Atelier Généalogie

Ouf ! J’ai fait ma rentrée… Pas plus fière que ça ce matin, et heureuse cet après-midi de voir que la neige fondait enfin ! Reste à espérer que ça ne regèle pas cette nuit, car les routes sont humides… Mais je suis d’autant plus optimiste (?!) que je ne travaille que demain après-midi : le soleil aura fait fondre les dernières plaques de résistance…

Et donc, j’ai « démarré » l’atelier Généalogie… que ma collègue avait démarré sans moi.

J’ai montré aux enfants 2 exemples d’arbres : celui de mon ascendance sur une dizaine de générations (je commence à être assez avancée dans mes recherches…) et celui de la descendance de mon ancêtre patronymique. Il y a eu pas mal de questions, d’étonnements sur les époques traversées… et, bien sûr, comme les graphiques que je présentais avaient l’un la forme d’un demi-cercle, l’autre celle d’un cercle… « Pourquoi on appelle ça un arbre, puisque c’est des ronds ? » Heureusement, j’avais un schéma vierge sous forme d’arbre que j’ai pu leur montrer !

Au moment où un groupe partait dans une autre salle avec ma collègue, j’ai aperçu un arbre superbe qu’un des élèves restants montrait à son voisin, et je lui ai demandé de nous le montrer. Ma collègue, l’apercevant, a fait revenir le groupe sur le départ, et tous ont admiré l’arbre, qui était un arbre descendant (l’ancêtre au bas du tronc), posant là encore un certain nombre de questions à l’élève, fier et modeste tout à la fois devant l’intérêt de ses camarades…

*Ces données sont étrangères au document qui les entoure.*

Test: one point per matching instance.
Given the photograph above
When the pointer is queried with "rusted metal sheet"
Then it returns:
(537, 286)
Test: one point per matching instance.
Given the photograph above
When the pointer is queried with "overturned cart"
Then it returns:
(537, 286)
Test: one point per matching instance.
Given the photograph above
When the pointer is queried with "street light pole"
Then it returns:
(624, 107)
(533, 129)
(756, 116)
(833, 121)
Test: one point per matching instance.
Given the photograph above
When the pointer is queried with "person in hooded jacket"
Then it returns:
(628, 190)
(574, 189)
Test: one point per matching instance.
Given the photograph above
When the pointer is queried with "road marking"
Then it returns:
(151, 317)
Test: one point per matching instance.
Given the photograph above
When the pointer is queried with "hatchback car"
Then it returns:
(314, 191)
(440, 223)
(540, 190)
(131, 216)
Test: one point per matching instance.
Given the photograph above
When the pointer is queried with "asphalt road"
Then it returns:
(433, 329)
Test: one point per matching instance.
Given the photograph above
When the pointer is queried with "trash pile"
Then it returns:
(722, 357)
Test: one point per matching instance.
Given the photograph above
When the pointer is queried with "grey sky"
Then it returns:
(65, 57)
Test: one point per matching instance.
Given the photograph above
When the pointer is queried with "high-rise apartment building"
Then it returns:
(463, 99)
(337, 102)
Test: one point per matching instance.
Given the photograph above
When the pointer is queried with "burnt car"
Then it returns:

Bonne surprise : la plupart des enfants qui me restaient avaient « fait leur travail ». J’avais envoyé lundi dernier via internet 2 fiches à remplir. L’une détaillait les parents et frères et soeurs (dates de naissance, mariage, filiation), l’autre était un simple tableau avec la numérotation Sosa où indiquer les noms et prénoms des parents, grands-parents et arrière-grands-parents. J’espère qu’on pourra aller jusque là…

Pardon ? Ah ! la numérotation Sosa, qu’est-ce ?

Très simple : c’est un système de classement pour s’y reconnaître un peu dès qu’on dépasse 3 générations. On attribue le nombre 1 à la personne centrale, celle dont on établit l’ascendance (l’enfant, dans ce cas) ; on double ce nombre (bravo à ceux qui ont trouvé 2 !) pour le père, et on rajoute 1 (oui ! on arrive à 3 !) pour la mère. Le même calcul se répète pour chaque personne : les grands-parents paternels ont donc les nombres 4 (2×2) et 5 (+1), et les grands-parents maternels 6 et 7.

Ce qui nous donne le schéma suivant :

.8 .9 10 11 12 13 14 15
4 5 6 7
2 3
1

(Je sais pas si vous pouvez vous rendre compte, mais j’ai fait ce « superbe » tableau toute seule, en trempant mes mains dans le cambouis du html ! Alors on critique pas, s’il vous plaît !)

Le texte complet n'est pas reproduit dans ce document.